Abbreviations: BMI, body mass index; FIHOA, Functional Index for Hand Osteoarthritis; IQR, interquartile range; NA, not applicable; NSAIDs, nonsteroidal anti-inflammatory drugs; SCQ, self-administered comorbidity questionnaire; VAS, visual analog scale.

^aCalculated as weight in kilograms divided by height in meters squared.

^bSelf-reported pain in 1 or more interphalangeal (IP) joints (among all proximal and distal IPs and thumb IP) in the index hand.

^cPresence of erosive osteoarthritis on radiograph in either thumb base or IP joints.

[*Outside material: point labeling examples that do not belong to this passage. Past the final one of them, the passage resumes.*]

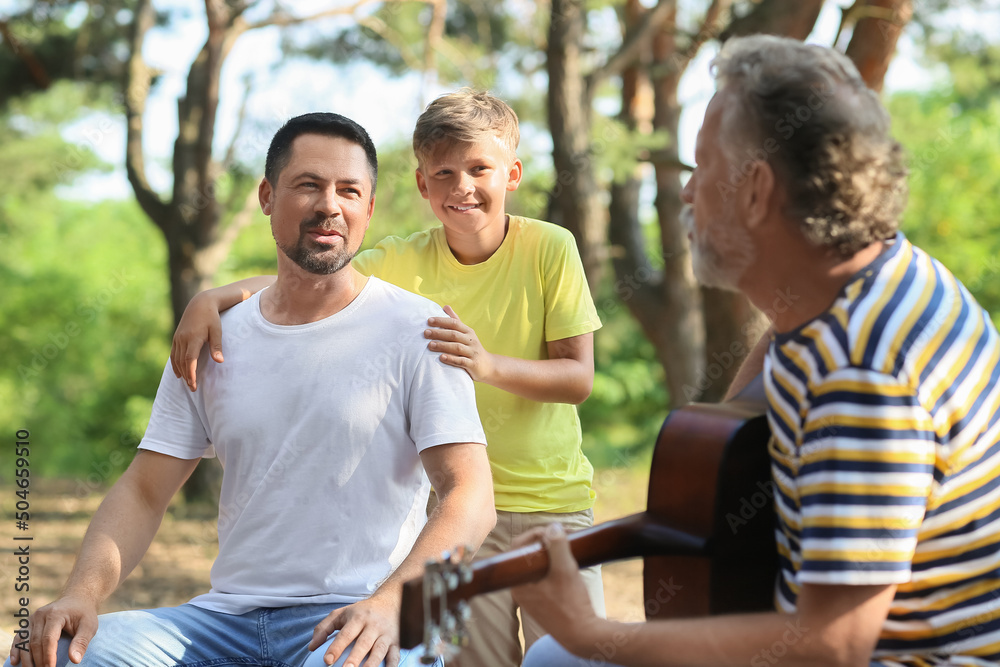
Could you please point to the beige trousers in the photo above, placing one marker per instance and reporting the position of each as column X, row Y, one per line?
column 493, row 628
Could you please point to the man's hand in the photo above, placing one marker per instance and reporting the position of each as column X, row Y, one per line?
column 373, row 626
column 68, row 615
column 459, row 346
column 560, row 600
column 199, row 324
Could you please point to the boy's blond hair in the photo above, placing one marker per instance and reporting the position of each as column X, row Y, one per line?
column 465, row 116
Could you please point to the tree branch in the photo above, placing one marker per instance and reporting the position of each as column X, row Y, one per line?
column 21, row 50
column 209, row 260
column 790, row 18
column 880, row 23
column 631, row 46
column 240, row 120
column 138, row 79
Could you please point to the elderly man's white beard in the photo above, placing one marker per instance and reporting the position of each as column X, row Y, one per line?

^dRadiographic assessment of the degree of radial subluxation of the first metacarpal base off the trapezium, divided by the width of the first metacarpal base, as detailed in Deveza et al¹¹ and Riordan et al.²⁶

^eThe credibility/expectancy questionnaire was collected at baseline¹⁹ (0 to 100, with higher scores demonstrating higher expectation/credibility).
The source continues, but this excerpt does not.